Awareness

I have noticed that as I am making even the smallest of changes to my lifestyle or the way I eat, as I’m doing with my Simple Food project, I need to bring a lot of awareness to the process in order to make the changes successful and see the benefit of the change. Sometimes the level of awareness required is exhausting; it’s a reminder to me of why I choose minimalism as my major life philosophy.

I was musing on this and how it relates to the whole process of adapting to the gluten-free diet in the first place. When a person is newly diagnosed with celiac disease, the central difficulty of the process is  becoming hyper-aware of everything that relates to eating and food. Because of the connection between food and culture, that awareness and sensitivity begins to extend beyond food to all of these other areas of our lives. All of a sudden we’re noticing how much our social lives revolve around food, how often people are bringing treats into the office, how events with our children so often conflict with mealtimes because grabbing that burger on the way to soccer practice is no longer possible…it can feel completely overwhelming!

I remain convinced that awareness is a good thing, and that this heightened awareness as a result of our diagnosis can become the catalyst for living a more intentional life. The very thing that is tearing your life apart has the potential to help you thrive. We have the opportunity (and often the necessity) of looking at everything in our lives and asking ourselves if the value that it adds is worth the effort that we are having to put in to keep it a part our lives, now that we have celiac disease to manage.

What makes a diagnosis like celiac disease feel overwhelming is that we have no choice in the matter. We cannot simply choose not to have it.

But – and please listen to me carefully, because this is the point that I am always driving at, with every post and every topic I address – we get to choose almost everything else.

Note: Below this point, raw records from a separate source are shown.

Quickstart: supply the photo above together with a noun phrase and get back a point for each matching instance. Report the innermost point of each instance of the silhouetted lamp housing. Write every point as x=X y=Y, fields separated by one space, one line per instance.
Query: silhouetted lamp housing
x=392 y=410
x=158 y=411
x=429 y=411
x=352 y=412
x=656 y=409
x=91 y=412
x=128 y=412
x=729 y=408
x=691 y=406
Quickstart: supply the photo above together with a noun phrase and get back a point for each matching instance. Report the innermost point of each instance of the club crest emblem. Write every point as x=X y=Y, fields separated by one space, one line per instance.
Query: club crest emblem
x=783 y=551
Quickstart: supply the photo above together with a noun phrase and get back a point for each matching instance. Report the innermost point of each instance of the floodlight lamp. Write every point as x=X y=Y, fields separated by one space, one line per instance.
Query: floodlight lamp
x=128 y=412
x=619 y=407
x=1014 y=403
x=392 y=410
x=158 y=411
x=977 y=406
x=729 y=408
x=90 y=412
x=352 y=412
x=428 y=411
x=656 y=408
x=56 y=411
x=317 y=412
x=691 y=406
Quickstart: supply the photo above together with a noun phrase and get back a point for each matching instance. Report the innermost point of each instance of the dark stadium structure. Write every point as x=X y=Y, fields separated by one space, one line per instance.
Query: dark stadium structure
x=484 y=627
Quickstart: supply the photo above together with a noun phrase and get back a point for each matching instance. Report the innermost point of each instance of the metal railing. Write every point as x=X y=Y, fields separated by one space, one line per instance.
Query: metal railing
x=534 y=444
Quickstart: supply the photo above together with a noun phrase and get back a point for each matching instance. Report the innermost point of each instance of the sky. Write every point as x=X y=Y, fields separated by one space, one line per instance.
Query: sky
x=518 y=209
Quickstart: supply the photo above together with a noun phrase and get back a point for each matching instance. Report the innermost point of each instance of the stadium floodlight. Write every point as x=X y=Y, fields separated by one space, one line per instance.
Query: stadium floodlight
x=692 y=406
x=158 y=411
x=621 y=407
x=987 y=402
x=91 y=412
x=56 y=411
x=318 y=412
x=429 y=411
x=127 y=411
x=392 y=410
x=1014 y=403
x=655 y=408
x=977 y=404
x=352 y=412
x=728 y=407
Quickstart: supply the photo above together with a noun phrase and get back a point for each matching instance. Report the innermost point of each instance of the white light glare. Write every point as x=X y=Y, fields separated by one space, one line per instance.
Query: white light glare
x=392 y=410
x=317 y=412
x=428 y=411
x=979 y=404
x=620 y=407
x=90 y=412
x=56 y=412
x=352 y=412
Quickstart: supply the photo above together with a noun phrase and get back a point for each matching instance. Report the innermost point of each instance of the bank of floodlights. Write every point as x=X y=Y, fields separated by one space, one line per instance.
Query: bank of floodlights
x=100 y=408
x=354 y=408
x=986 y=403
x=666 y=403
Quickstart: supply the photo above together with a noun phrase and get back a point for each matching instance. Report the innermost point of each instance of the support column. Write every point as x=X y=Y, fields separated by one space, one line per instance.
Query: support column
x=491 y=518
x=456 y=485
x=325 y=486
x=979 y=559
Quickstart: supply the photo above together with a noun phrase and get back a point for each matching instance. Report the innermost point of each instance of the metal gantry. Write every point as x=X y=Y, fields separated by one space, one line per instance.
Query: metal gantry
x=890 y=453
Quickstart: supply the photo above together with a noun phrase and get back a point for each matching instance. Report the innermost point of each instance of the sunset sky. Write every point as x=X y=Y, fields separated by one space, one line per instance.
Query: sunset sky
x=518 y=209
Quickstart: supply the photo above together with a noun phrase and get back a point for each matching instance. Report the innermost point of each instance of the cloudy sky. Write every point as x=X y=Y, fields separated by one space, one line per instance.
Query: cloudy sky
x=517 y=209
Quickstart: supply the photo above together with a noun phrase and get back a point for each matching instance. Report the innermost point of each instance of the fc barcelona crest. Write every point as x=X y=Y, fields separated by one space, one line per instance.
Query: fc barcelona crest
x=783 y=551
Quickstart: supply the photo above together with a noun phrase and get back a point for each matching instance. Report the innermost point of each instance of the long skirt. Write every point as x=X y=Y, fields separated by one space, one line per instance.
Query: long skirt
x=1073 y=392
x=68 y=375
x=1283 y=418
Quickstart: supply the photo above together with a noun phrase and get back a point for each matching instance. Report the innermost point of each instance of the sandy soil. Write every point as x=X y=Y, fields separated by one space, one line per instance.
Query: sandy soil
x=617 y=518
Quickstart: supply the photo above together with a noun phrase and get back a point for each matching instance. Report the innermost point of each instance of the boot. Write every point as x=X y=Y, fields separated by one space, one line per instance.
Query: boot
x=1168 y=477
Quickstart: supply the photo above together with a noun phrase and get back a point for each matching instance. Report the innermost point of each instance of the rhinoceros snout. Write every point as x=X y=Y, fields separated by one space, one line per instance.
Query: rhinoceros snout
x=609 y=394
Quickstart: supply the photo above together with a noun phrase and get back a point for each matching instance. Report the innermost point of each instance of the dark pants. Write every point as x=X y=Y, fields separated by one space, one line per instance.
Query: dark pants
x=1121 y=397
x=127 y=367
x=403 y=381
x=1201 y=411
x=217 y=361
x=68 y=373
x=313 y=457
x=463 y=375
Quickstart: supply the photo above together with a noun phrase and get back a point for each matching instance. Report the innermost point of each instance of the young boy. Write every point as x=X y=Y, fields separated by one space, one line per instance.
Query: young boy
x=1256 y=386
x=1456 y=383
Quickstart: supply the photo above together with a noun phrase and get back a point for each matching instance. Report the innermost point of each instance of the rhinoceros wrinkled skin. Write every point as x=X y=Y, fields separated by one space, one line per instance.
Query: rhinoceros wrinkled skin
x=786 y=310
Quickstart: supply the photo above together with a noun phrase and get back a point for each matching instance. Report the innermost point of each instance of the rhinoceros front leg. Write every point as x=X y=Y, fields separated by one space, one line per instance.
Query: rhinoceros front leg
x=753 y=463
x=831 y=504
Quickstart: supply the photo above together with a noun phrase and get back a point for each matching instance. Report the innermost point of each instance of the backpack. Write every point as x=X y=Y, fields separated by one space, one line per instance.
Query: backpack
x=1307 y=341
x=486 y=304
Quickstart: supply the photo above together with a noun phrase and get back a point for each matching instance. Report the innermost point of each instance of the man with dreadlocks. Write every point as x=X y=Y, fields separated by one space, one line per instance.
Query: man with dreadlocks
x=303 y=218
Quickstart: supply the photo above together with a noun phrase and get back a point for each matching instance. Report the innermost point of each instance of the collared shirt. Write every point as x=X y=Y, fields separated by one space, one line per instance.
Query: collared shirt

No, we do not get to choose how we are feeling on any given day. We do not get to choose whether today we are going to feel amazing and end up being super productive, or whether today we will be crippled by fatigue and nausea. We do our best to control our environment enough to where we aren’t getting contaminated by gluten but sometimes, in spite of our best efforts, it’s going to happen. We cannot control all of that. We cannot control the secondary effects that we have to cope with as a result of our disease and perhaps being undiagnosed for decades.

What we can do is build our lives intentionally, with great awareness paid to what it is that we require in our best and worst moments. We can intentionally build relationships with people who are supportive and understanding of our particular challenges. We can open ourselves up to be vulnerable with these people, and in turn hold their vulnerability sacred and commit to helping each other when it is most needed. We can choose our activities carefully and build in a wide margin so that when we are having our worst days, the necessary things can still be accomplished, either by us or by someone in our close support circle. We can choose to eliminate our unnecessary possessions so that we’re not lying on our sofa in excruciating pain with piles of toys, laundry, books, and other things that we haven’t organized yet intruding onto our already overburdened psyche.

There are few things that can compound a bout of illness more than having to exist in that out of control state in an environment that feels out of control.

We also have the chance to awaken to our own thoughts and emotions and dive into what is happening within us. We have these negative emotions that surface after a diagnosis or a glutening, and we are faced with a decision about what to do with them. That is a very uncomfortable process, but again, it provides us a vehicle for awakening. Our disease provides us with moments that we can use to learn to accept ourselves more fully and to honor our own truths and struggles.

Inviting awareness into life with celiac disease strengthens our ability to bring awareness into every area of our lives, if we choose to do so.

Even if minimalism seems scary or intimidating to you, developing the level of awareness and intention that minimalists bring to the sculpting of their lives can remind you of how much control you have during a time in your life when you’ve lost so much control. This is the difference that living with intention can make, and it is revolutionary.